Navego naquele estágio mais pra lá do que pra cá, e
optei em me confortar com a beleza da vida. Enxergo estrelas no infinito. Intacta, graças a Deus, a minha lua, ainda rainha dos céus, uma presença incrível. O futuro é uma incógnita e finalizo este
texto-celebração reafirmando a importância do amor. Só ele pode nos levar a um
estado suave. O objetivo é uma maturidade fértil e sem desespero: com esta
meta virtuosa, aprendo a viver no caos, reaprendo a emoção exata, a afeição e o
espanto documentado, acumulando futuros no dia a dia, dentro de uma liberdade
íntima que acredita na gratidão e na alegria de viver.
25 comentários:
Bom dia,amigo!
Li seu texto, como sempre colocando bem as palavras, agradando ou não a sua narrativa, com fatos q conhece , esqueceu de Osmário,foi chocante também.

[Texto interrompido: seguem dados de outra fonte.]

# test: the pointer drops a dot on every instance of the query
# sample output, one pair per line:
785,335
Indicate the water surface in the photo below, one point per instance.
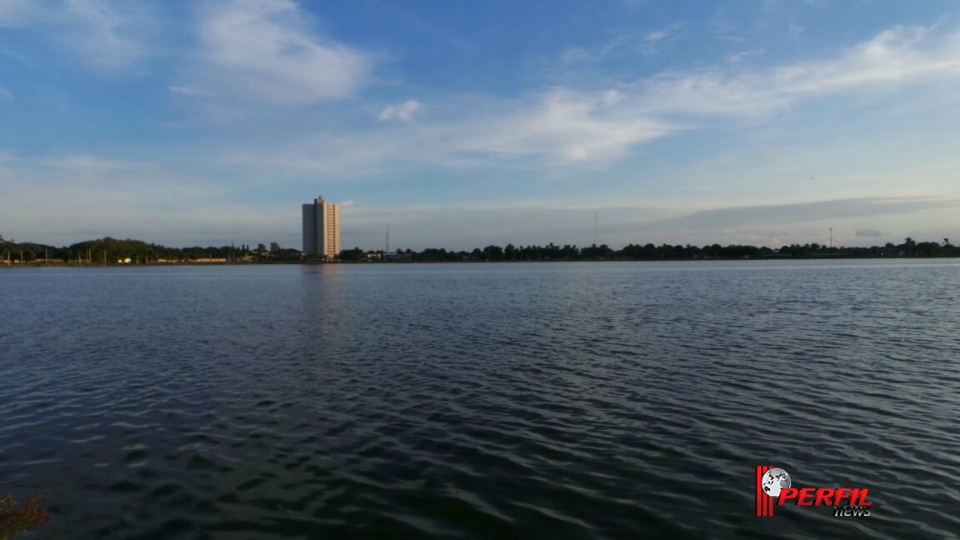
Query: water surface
563,400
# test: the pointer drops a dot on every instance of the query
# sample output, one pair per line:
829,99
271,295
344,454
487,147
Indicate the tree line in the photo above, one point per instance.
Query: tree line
551,252
113,251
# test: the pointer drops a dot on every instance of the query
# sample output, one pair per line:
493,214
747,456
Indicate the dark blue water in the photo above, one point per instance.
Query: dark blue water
599,400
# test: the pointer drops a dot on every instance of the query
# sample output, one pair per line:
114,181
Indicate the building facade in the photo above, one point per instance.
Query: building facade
321,229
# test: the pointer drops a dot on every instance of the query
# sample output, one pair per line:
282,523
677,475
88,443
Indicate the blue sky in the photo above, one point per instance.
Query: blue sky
464,124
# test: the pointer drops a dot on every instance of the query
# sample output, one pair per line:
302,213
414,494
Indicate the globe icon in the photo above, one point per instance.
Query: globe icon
774,480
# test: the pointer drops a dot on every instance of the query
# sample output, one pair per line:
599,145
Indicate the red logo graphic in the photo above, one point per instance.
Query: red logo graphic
772,482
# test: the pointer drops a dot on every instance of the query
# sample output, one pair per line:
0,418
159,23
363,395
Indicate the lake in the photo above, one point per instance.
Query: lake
550,400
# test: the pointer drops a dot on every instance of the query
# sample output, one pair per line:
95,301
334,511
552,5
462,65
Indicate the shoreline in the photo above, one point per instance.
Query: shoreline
32,264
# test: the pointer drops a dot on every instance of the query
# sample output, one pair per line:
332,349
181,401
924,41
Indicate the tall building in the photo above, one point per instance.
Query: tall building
321,229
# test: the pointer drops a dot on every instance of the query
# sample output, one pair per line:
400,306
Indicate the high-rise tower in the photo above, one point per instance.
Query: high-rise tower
321,229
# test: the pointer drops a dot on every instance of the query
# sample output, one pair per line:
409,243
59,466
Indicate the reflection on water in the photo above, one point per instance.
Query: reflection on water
475,400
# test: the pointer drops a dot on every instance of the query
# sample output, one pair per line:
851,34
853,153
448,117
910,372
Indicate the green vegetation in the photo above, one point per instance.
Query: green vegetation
110,251
650,252
16,518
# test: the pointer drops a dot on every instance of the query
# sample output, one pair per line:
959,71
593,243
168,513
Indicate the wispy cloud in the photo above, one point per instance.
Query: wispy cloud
402,111
191,91
268,50
741,56
566,127
657,35
106,35
901,55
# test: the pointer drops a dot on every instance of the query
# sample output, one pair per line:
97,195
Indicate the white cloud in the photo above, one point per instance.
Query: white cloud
402,111
657,35
898,55
741,56
563,126
266,50
107,35
191,91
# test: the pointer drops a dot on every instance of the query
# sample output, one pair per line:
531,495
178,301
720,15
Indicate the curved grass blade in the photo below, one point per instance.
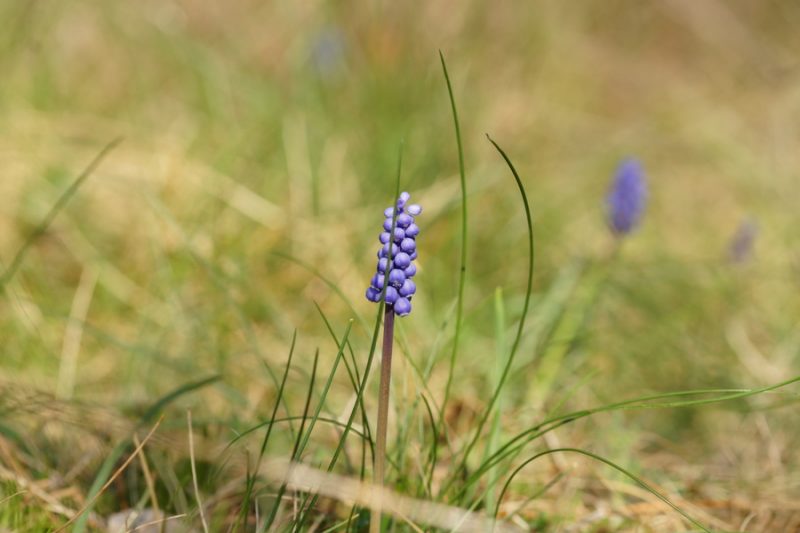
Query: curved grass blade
619,468
39,230
462,277
301,439
119,450
515,345
516,443
252,479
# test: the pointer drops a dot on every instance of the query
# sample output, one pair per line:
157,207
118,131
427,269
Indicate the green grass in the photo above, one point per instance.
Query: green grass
223,247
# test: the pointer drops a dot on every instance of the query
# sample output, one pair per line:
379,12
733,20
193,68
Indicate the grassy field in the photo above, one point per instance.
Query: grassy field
233,228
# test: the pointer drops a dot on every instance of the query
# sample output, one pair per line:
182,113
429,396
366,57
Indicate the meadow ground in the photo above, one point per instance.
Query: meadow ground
241,208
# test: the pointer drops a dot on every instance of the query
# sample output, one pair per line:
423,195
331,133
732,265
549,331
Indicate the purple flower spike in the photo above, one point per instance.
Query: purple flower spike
404,220
391,295
403,260
627,198
408,288
397,277
408,245
402,307
395,257
404,198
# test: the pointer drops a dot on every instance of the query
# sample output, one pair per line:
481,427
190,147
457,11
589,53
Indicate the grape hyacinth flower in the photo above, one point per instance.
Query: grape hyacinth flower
627,198
396,257
392,281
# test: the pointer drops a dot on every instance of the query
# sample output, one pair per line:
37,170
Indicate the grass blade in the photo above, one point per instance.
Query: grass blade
619,468
19,257
515,346
462,276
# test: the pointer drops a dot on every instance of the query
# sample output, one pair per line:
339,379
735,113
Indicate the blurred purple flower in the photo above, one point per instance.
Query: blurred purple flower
743,241
627,198
403,250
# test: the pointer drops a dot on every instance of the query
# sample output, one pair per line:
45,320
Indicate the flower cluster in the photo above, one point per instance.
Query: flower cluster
627,197
396,256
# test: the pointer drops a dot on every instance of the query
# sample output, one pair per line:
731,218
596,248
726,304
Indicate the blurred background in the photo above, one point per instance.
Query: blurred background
260,142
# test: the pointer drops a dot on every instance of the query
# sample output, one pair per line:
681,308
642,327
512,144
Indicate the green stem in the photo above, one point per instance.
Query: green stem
383,410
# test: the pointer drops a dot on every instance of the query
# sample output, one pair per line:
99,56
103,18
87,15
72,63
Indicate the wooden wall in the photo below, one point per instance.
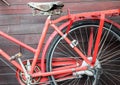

Sonhei com esse condomínio, na verdade ainda penso ser possível, pois cultivo dentro de mim amor as amizades q pra mim são para sempre, perdoando algumas q nem se quer tem discernimento, não somos perfeitos, mas fomos feitos de amor,temos que cultivá-lo ,acreditar sempre q podemos ser melhores do q somos e estamos em constante metamorfose dentro e fora ,é só se permitir.Te amo❤️
Triste…
É muito triste quando uma coisa assim acontece.
Pensei muito em vc amigo!
Que tristeza!
Tristeza...
Verdade
Fomos testemunhas das vidas destes caras. Isso é relevante.
Nada é à toa.
W. H. Auden é um dos meus poetas prediletos. Desde os tempos do filme Sociedade dos Poetas Mortos. Não posso perder este texto sob sua ótica.
Que tristeza, imagino o sofrimento deles para chegarem a esse ponto, eles precisam de muita reza e luz...
Já li umas três vezes. E vou lêr de novo. E estou embaraçada...
Triste mas verdadeiro, td nas nossas vidas são as escolhas, Deus no comando!!
Muito triste.
Muito triste isso....
Lamentável. Triste.
Crônica profunda e comovente. Parabéns!
Que Deus conforte seu coração.
Muitos se perderam, achando que estavam no Paraíso.
Muito triste, ainda mas tratando de jovens!Só Deus para ter misericórdia!
Esse texto me deixou mais perto da pessoa que você é eu não o conhecia,crônica profunda e comovente. Parabéns !!!🧎♂️🙏
Meu Deus, como isso pode acontecer?
Eu li o seu texto. Me emocionei, lembrei dos meus amigos que também partiram.
Mi dispiace Antonio, ti mando un forte abbraccio !
Óbitos me Abalaram /Impactaram.
“experiência do tempo e da saudade” que lindo, Menino!